Engineering 2 1156 High Street, Santa Cruz, California 95064

Presenter: Ashesh Chattopadhyay

Staff Research Scientist, Palo Alto Research Center

Description: Despite consistent improvements in modern computing infrastructure, predicting the evolution of the states of multi-scale high-dimensional chaotic dynamical systems, such as the Earth’s weather, climate, large-scale engineering systems, and their extremes, such as extreme temperature, wildfire, flooding etc. remains a grand challenge in natural science and engineering. In recent times, with an influx in high-quality observations and high-fidelity simulations, data-driven methods, primarily fueled by the unprecedented success in deep learning, hold significant hope for modeling and predicting high dimensional multi-scale PDEs up to the smallest scales. However, off-the-shelf deep learning algorithms that have received significant success in the computer vision and the natural language communities cannot directly be applied to scientific problems. To that end, this talk would primarily revolve around building rigorous scientific machine learning frameworks at scale, wherein scientific priors/structure, inspired from physics and numerical methods, in the form of inductive bias, novel regularization, etc., can be baked into the deep learning architectures. We would explore different failure modes in the form of instabilities and their mitigation strategies in scientific machine learning models of PDEs, applications to data assimilation in high-dimensional chaotic systems, and finally build an “explanability” framework for out-of distribution generalization of deep hybrid (deep learning and numerical) models of multi-scale PDEs, grounded in physical and deep learning theory.

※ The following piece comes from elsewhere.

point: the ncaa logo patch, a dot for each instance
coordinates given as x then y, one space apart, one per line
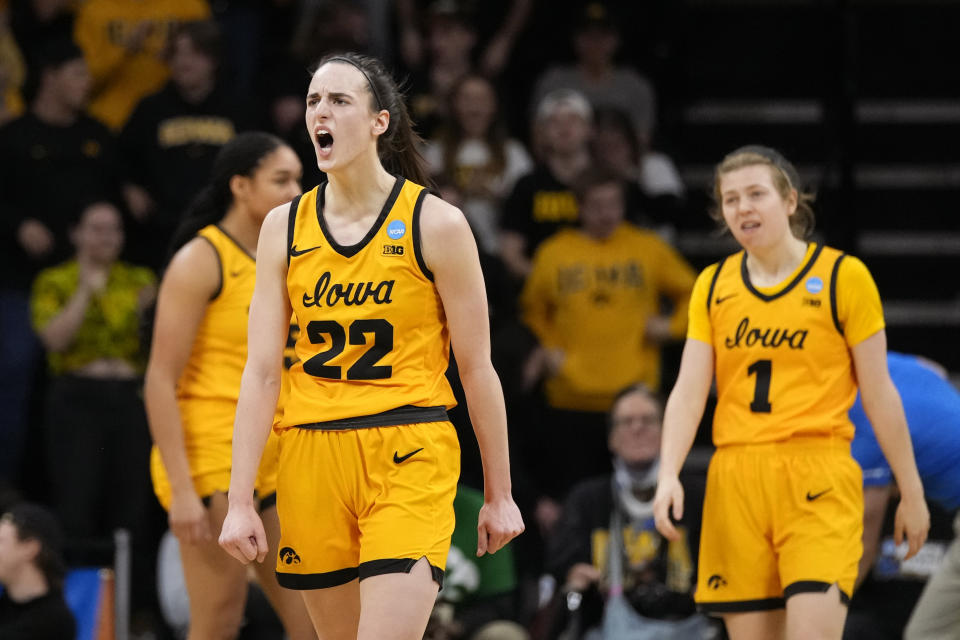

Bio: Ashesh Chattopadhyay is a staff research scientist at the Palo Alto Research Center in the Intelligent Systems Laboratory. His current research interests are at the intersection of deep learning theory, dynamical systems, and high-performance scientific computing, aimed at building scalable scientific machine learning frameworks for data assimilation and prediction of complex systems. He did his PhD in the department of Mechanical Engineering at Rice University in November 2022, where he worked on scientific machine learning for computational physics. During his PhD, he spent about a year and a half at Lawrence Berkeley National Laboratory, developing physics-constrained generative models for Earth system prediction. Prior to this, he got his master’s in computational science at the University of Texas, El Paso, where he worked on high-performance computing. He got his bachelor’s degree at the Indian Institute of Technology, Patna, India, in Mechanical Engineering, where he worked on computational geometry and optimization for fluid interface modeling.